As she was discussing this topic with another acquaintance who also homeschools, the woman told my friend that when one enrolls one's child in a competitive sports program one must be willing to give up their child 100 percent to the program's coaches.

I found this interesting and disturbing.

As homeschoolers, one of the hallmarks of our decision to teach our own is that we are not willing to give over our children to the state to receive its version of an education. Likewise, anyone I pay to tutor my children in ballet, piano, or any other subject does not somehow share joint custody of my children with me.

Au contrare. They are hired by me to teach my children something I cannot. They are employed by me, if you want to be technical about it. Do my children become theirs simply because I have hired them to teach a particular skill or subject?

Nope.

The notion that it's okay to give up authority over one's child to another entity for any reason is one that needs to be thought out a little more carefully.

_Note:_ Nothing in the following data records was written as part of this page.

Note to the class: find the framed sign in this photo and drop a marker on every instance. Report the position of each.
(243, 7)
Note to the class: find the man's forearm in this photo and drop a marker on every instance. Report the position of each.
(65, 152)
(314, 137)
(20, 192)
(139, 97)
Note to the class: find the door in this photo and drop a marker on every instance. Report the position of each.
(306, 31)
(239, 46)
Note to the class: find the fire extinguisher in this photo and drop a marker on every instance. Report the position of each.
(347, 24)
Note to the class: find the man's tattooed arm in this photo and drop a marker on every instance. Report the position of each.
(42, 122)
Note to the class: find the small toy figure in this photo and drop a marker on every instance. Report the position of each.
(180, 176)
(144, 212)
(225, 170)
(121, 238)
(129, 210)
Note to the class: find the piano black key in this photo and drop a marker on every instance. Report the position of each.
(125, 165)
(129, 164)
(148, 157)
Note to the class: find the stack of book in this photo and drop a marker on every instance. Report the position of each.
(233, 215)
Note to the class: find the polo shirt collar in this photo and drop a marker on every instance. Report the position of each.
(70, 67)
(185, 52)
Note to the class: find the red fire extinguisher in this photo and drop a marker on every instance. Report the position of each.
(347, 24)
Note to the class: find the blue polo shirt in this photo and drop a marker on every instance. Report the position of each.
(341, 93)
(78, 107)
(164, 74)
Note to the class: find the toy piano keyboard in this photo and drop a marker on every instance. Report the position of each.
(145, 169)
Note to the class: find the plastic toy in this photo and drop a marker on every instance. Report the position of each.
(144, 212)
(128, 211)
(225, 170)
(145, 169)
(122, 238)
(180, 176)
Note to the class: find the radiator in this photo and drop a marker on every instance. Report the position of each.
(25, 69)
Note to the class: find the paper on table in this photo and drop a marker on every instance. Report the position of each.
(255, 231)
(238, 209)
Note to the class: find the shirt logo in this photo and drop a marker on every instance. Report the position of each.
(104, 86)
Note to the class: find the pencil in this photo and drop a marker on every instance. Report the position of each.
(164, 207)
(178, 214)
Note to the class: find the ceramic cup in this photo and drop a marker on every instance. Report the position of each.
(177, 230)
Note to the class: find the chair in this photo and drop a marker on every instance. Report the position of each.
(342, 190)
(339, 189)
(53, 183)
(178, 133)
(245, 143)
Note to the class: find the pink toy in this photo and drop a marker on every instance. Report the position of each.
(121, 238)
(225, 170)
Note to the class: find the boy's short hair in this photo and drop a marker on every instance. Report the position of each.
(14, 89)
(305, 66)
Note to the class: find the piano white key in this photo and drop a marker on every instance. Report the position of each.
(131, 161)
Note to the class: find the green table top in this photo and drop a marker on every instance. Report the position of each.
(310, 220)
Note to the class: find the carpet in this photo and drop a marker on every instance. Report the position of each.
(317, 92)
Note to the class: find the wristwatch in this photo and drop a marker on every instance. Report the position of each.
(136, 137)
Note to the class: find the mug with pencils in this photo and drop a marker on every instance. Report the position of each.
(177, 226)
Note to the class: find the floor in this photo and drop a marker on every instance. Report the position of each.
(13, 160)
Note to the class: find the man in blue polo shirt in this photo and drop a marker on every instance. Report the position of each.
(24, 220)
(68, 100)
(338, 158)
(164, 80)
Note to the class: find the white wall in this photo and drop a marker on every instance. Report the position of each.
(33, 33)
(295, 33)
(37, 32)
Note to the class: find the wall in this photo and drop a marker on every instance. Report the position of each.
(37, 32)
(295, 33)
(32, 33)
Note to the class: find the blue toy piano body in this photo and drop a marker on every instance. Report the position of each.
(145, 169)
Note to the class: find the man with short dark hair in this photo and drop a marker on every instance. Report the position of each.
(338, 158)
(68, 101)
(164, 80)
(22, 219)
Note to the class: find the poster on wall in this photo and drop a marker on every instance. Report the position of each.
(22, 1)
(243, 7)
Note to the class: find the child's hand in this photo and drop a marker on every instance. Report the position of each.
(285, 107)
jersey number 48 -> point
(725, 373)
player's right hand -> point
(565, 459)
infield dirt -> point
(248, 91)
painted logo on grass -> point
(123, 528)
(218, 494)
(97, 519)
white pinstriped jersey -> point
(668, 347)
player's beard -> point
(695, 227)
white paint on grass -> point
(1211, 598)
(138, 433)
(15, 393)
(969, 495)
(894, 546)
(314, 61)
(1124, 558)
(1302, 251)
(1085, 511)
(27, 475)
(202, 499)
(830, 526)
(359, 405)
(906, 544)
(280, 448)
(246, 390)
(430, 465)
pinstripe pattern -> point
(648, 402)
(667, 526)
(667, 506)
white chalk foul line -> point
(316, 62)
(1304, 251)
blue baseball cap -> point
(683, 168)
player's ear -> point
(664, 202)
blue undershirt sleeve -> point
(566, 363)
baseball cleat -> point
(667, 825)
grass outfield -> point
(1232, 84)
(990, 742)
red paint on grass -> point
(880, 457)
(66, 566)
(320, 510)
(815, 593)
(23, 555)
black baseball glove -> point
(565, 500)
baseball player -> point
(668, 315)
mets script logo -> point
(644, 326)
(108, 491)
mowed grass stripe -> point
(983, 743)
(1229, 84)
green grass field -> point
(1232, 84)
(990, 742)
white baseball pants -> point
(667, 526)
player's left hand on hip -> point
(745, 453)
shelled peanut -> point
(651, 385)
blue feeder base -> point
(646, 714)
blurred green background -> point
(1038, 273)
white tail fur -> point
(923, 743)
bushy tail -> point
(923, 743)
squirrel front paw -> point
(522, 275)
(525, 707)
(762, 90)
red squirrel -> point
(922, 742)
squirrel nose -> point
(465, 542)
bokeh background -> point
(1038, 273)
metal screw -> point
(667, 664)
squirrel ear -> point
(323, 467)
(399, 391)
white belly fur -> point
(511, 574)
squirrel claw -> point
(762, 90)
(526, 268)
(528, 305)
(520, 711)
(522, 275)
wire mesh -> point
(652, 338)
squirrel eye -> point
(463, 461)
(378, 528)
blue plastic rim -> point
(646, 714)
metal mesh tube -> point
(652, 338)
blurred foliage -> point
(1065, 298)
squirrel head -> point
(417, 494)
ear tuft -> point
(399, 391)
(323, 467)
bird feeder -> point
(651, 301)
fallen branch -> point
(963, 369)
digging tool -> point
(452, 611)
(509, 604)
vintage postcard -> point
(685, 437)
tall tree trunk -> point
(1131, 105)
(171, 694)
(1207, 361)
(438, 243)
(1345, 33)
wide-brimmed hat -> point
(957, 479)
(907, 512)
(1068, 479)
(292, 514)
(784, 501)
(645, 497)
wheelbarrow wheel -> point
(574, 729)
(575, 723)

It's especially surprising coming from someone who homeschools.

To whom do our children belong?

Update on trashy poster at school

After I 'blogged about what I saw at my local elementary school -- the trashy People magazine cover blown up larger than life and posted on a bulletin board easily viewed by children -- I debated about whether and how to let the school district know my dismay.

I finally decided to back up my concern with words of encouragement to remove the poster, so I contacted the district superintendent's office to let them know my thoughts.

The message was forwarded to the principal of the school in question who promptly and very courteously e-mailed to THANK me for bringing the poster to her attention. Apparently, neither she nor any parent whose child attends the school noticed it, despite its location next to the main entrance.

No matter. The principal let me know the poster had been removed and that she was issuing revised guidelines for the posting of any material on school grounds.

Little victories. I take 'em where I can get 'em.

As for the principal? I only wish every single public ed. administrator in this country was as diligent and interested in parental feedback as she seems to be.